A Sarajevan by birth, American by circumstance, and all sorts of other things besides, Aleksandar Hemon is such a writer, and thus a very welcome member of this year’s Writers & Readers line-up. I was looking forward to hearing him.

Unforgivably, Hemon’s initial reading from his novel, Nowhere Man, was marred by a sound problem that left a shrill hum ringing in our ears. A couple of people walked out and I really couldn’t concentrate.

Thankfully, by the time he got back to the little red chair, the noise was at least somewhat muted. The conversation that followed between Hemon and local publisher Fergus Barrowman was substantial and satisfying. Hemon appeared relaxed but still completely involved, talking articulately through a range of topics.

First, we had him rejecting the idea that writers have to be ‘authentic’ recorders of events. Hemon has written predominantly in the shadow of the bloody events after the break-up of Yugoslavia, and this position might seem surprising. Yet he disavowed notions of strong ethnic identity, calling them ‘one of the great lies of the twentieth century’. He said he believes his life is not particularly special or interesting, and that it might only become so through the ‘transformative’ power of literature.

This is not to say he strives for big, sledgehammer ideas in his work. He argued that the edifice of a fictional world crumbles away if an ‘idea’ is arrived at too quickly, that they can only ‘loom on the horizon’ and be derived from the substance of a work.

That substance, according to Hemon, is the creation of intuitive, believable characters. He said he avoids especially any version of writing that focuses on supposed ‘great men’, talking of his disdain for leaders from Slobodan Milosevic to George Bush who take ‘messianic approaches to transforming the world’. Rather, the best literature is made of ‘the multitude of tiny details of each human life’. He said his ultimate goal was to love his characters, in spite of all their flaws, and thus find some ‘love for humanity’.

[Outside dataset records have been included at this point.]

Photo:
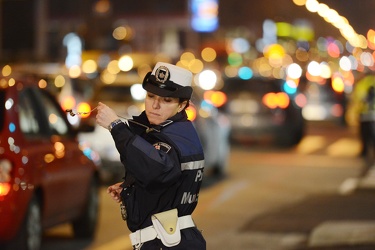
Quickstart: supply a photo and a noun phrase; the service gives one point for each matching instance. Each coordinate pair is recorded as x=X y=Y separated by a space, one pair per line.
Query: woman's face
x=158 y=109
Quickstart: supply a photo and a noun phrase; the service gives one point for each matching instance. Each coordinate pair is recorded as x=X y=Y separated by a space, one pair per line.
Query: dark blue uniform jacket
x=163 y=165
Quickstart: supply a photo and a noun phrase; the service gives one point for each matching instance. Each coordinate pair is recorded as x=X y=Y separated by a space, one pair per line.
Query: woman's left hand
x=105 y=115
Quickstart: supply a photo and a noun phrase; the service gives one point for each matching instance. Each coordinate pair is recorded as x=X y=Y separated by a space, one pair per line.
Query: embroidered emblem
x=162 y=146
x=162 y=74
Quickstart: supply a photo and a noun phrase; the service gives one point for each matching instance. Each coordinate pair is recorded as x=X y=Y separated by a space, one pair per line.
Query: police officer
x=163 y=160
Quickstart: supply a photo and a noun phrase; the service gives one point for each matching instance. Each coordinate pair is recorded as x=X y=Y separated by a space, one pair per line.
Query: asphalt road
x=306 y=197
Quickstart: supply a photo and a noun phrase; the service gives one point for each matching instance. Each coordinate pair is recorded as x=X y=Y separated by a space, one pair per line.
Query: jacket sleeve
x=152 y=168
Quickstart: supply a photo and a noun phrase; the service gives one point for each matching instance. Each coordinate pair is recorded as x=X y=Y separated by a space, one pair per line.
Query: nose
x=156 y=103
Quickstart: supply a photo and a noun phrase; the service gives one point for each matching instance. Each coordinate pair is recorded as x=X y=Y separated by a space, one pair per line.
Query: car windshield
x=2 y=108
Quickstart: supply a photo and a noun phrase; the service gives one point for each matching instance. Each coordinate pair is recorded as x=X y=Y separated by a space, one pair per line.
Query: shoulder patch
x=162 y=146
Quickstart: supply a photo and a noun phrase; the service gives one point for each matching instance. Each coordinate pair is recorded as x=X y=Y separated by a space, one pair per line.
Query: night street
x=299 y=198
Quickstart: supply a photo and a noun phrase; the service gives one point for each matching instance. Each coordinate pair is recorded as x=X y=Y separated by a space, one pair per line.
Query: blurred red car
x=46 y=176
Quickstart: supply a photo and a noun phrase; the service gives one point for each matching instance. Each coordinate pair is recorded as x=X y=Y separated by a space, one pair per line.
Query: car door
x=62 y=171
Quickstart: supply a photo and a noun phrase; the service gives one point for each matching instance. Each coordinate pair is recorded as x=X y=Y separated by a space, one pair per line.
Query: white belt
x=149 y=233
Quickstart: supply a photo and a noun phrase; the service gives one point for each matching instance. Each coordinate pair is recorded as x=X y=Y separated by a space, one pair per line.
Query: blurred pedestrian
x=367 y=119
x=163 y=160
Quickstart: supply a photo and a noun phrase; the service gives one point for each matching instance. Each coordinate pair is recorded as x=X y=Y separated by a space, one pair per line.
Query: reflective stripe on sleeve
x=193 y=165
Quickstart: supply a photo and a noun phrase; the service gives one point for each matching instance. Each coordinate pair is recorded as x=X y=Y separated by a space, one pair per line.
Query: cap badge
x=162 y=74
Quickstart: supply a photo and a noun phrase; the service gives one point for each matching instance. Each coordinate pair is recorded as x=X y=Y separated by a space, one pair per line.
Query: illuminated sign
x=204 y=15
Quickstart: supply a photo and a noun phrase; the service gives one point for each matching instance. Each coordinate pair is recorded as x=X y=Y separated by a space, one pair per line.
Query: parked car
x=254 y=120
x=127 y=99
x=46 y=176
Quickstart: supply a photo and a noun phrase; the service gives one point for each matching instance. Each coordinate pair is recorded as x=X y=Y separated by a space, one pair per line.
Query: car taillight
x=216 y=98
x=5 y=169
x=68 y=103
x=84 y=109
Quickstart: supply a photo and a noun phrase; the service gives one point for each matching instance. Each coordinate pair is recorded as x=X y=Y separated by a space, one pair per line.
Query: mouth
x=154 y=114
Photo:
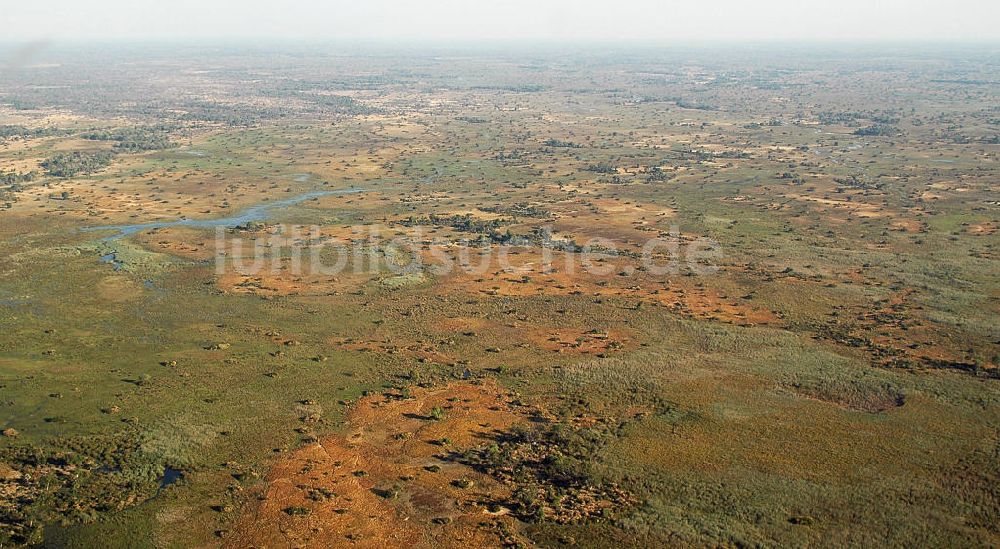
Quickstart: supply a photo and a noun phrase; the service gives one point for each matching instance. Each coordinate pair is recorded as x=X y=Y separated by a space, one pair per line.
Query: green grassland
x=867 y=412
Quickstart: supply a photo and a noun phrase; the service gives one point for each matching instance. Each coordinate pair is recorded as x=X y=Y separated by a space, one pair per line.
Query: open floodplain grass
x=833 y=383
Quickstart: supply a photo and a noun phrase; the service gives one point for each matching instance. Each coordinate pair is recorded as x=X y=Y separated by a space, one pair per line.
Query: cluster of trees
x=562 y=144
x=133 y=139
x=76 y=163
x=853 y=118
x=342 y=104
x=13 y=178
x=602 y=167
x=878 y=130
x=520 y=209
x=464 y=223
x=8 y=131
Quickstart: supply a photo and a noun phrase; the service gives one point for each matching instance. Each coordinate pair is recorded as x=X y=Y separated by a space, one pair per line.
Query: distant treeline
x=137 y=139
x=77 y=163
x=22 y=132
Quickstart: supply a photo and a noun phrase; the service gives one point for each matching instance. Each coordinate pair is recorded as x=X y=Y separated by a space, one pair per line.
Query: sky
x=666 y=21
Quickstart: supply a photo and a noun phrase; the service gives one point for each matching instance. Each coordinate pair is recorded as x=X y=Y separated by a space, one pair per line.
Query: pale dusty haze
x=521 y=20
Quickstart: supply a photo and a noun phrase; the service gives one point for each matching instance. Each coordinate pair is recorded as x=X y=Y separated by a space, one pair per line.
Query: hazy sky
x=570 y=20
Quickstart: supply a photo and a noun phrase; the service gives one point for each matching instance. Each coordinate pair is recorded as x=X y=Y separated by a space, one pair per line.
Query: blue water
x=260 y=212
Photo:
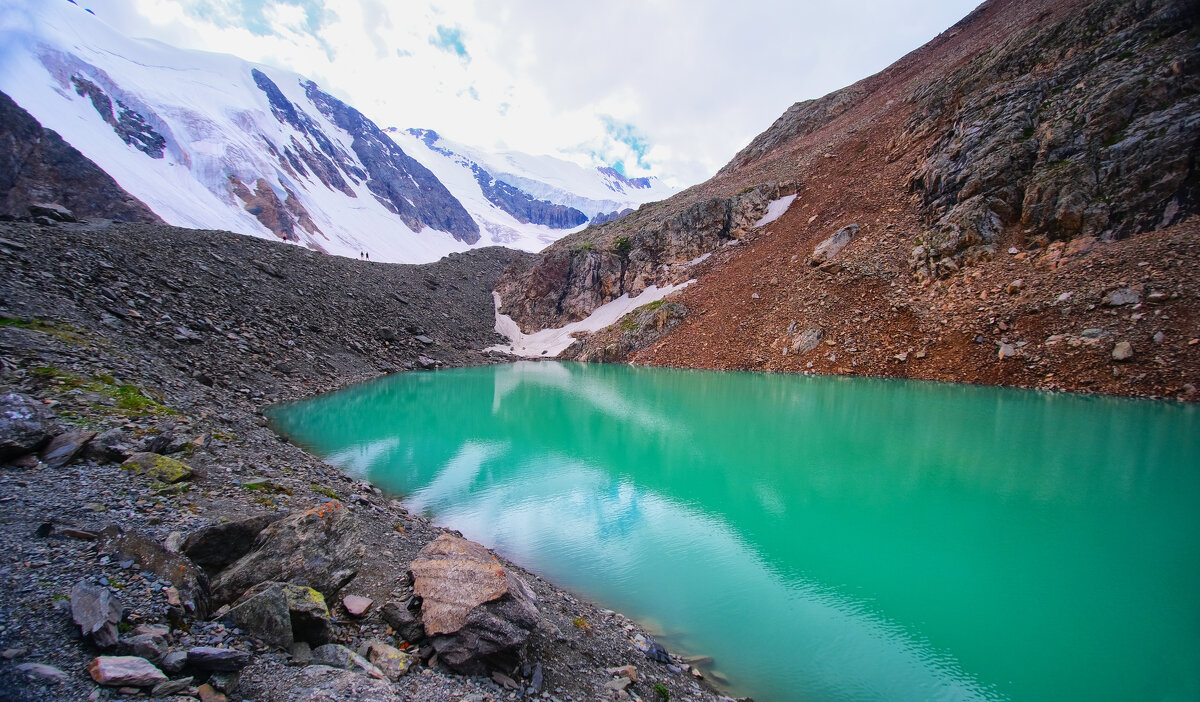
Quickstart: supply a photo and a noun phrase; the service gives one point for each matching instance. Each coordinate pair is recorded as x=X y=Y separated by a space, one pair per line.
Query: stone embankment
x=162 y=541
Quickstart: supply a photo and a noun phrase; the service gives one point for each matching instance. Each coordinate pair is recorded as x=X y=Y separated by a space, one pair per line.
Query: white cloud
x=694 y=81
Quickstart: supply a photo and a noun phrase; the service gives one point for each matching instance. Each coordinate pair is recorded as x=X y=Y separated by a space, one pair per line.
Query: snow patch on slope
x=551 y=342
x=775 y=210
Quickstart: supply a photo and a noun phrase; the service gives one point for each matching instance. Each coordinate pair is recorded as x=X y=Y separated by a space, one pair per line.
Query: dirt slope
x=1005 y=179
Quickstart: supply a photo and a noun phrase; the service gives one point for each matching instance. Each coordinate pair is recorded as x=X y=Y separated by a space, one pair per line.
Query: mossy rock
x=160 y=468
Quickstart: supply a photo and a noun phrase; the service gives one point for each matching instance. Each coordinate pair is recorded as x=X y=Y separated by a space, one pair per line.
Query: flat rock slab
x=185 y=576
x=64 y=448
x=156 y=467
x=220 y=544
x=357 y=605
x=211 y=659
x=23 y=426
x=339 y=657
x=321 y=547
x=281 y=615
x=97 y=613
x=478 y=615
x=120 y=671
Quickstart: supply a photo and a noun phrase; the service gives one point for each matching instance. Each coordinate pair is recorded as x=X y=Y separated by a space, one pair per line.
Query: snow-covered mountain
x=522 y=201
x=210 y=141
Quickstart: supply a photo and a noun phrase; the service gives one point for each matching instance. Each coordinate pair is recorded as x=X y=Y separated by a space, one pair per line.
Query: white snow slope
x=215 y=121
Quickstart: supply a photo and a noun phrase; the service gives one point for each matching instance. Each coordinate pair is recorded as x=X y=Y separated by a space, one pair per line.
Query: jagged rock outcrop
x=37 y=166
x=1086 y=127
x=319 y=549
x=523 y=208
x=129 y=124
x=397 y=180
x=639 y=329
x=580 y=273
x=475 y=611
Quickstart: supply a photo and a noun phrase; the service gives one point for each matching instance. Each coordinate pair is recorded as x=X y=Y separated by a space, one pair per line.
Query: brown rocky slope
x=1005 y=179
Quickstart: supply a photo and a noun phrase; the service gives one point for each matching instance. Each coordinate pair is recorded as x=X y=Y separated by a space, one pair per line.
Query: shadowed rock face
x=396 y=179
x=522 y=207
x=37 y=166
x=582 y=271
x=129 y=124
x=319 y=547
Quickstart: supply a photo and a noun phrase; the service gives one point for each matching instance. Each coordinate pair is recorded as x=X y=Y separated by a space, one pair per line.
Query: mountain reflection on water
x=820 y=538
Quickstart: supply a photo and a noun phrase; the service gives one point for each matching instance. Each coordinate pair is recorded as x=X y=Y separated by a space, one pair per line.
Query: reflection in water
x=822 y=539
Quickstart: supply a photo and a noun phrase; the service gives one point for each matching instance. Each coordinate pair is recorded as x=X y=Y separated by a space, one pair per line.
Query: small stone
x=618 y=684
x=118 y=671
x=174 y=661
x=209 y=694
x=43 y=671
x=148 y=646
x=156 y=467
x=97 y=612
x=171 y=687
x=208 y=658
x=357 y=605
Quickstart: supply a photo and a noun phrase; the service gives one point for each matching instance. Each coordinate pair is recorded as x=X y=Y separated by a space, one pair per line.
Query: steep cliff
x=36 y=166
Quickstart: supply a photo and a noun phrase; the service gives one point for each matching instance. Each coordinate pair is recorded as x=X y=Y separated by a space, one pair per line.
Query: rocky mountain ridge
x=1020 y=160
x=210 y=141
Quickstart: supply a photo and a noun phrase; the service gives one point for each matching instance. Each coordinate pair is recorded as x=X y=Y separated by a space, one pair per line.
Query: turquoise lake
x=823 y=539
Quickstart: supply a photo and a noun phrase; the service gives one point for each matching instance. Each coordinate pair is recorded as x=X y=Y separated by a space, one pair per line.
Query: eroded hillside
x=1021 y=189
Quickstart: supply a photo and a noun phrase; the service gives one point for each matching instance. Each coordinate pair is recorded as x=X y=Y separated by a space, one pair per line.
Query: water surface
x=822 y=539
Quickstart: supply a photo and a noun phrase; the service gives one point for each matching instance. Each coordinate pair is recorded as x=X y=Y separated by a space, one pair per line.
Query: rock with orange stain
x=477 y=613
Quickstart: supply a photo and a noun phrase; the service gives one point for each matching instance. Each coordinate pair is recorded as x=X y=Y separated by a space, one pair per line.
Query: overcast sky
x=671 y=88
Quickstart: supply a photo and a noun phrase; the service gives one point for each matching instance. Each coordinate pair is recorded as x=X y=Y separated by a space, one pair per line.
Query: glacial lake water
x=823 y=539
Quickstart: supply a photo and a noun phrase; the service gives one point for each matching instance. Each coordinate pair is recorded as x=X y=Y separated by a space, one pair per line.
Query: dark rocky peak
x=523 y=207
x=328 y=161
x=129 y=124
x=399 y=181
x=281 y=107
x=37 y=166
x=634 y=183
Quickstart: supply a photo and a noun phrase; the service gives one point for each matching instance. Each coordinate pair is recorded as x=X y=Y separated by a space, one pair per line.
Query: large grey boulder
x=317 y=683
x=97 y=612
x=23 y=426
x=150 y=556
x=477 y=613
x=281 y=615
x=125 y=671
x=217 y=545
x=321 y=547
x=64 y=448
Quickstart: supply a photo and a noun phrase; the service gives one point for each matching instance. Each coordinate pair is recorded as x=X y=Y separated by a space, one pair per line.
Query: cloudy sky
x=671 y=88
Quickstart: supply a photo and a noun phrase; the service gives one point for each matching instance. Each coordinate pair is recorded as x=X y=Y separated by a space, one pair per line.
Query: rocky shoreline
x=159 y=531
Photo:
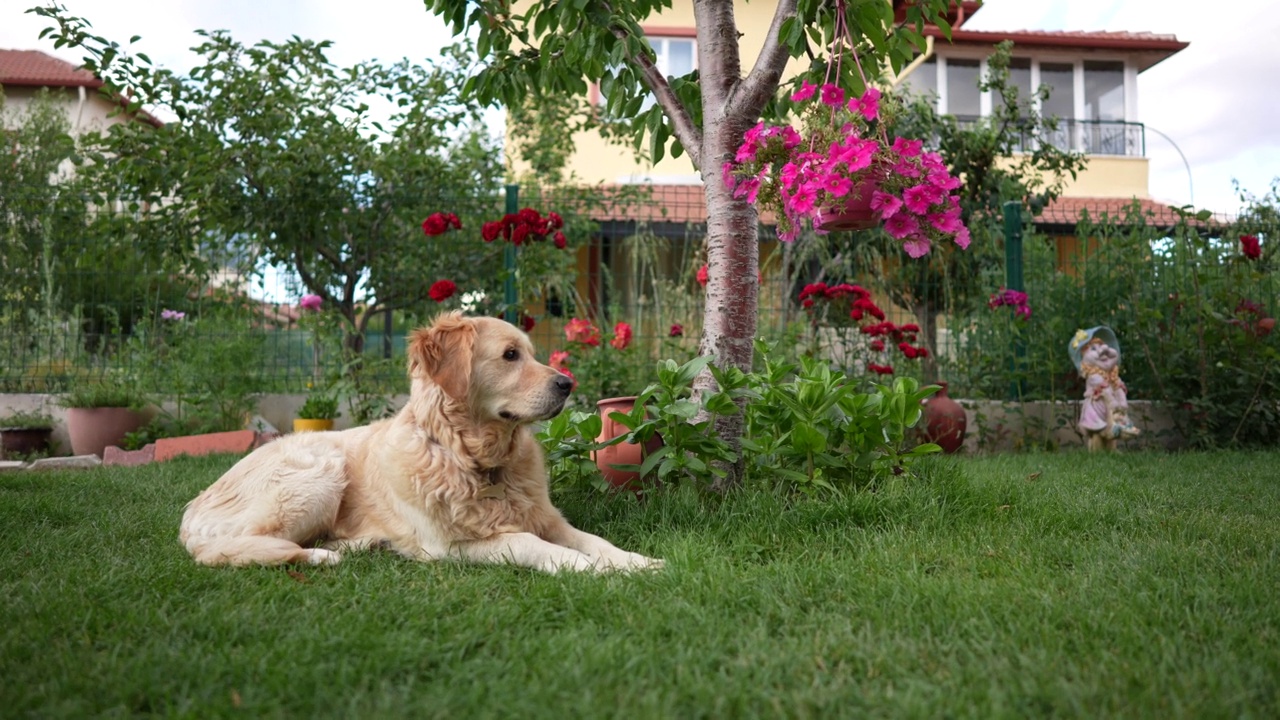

I liked all of this and found it thoroughly uplifting, but I realise some people might have thought it a bit wet. That’s not really fair, though, when you consider either Hemon’s background or his work. The background, just to be clear, is that of a man who left Sarajevo by chance in 1992, a month before the four-year siege began that would kill 12,000 people. The work is a response to those events – and the real lives inside it – that manages to be dark, wickedly funny and utterly inventive all at once. Hardly sentimental.

Hemon described himself as a ‘survivalist’, who could both savour the here-and-now, and laugh about the past. So he told us, after a Zen Buddhist parable, that he ‘would live through hell to eat a strawberry’ and that ‘if you can tell [a tragic story] in a funny way, then you can survive’. This bittersweet mix is such a hallmark of his prose that it was illuminating to hear the thought process behind it.

Finally, Hemon spoke of language. ‘Language is so real to me I sometimes feel I can touch the sounds’, he said. He shied away from associating his innovative quality with coming to English late (like Conrad and any number of other top writers), saying he felt he toyed with language similarly in his native Bosnian.

If you haven’t read any Hemon, pick up one of his books just for this. It isn’t any writer who can turn an ordinary sky into a ‘yolky sun’ threatened by clouds of ‘dark wool’. Full of imagery, and narrative fragments, and characters that move and kick, they’re well worthy of your time.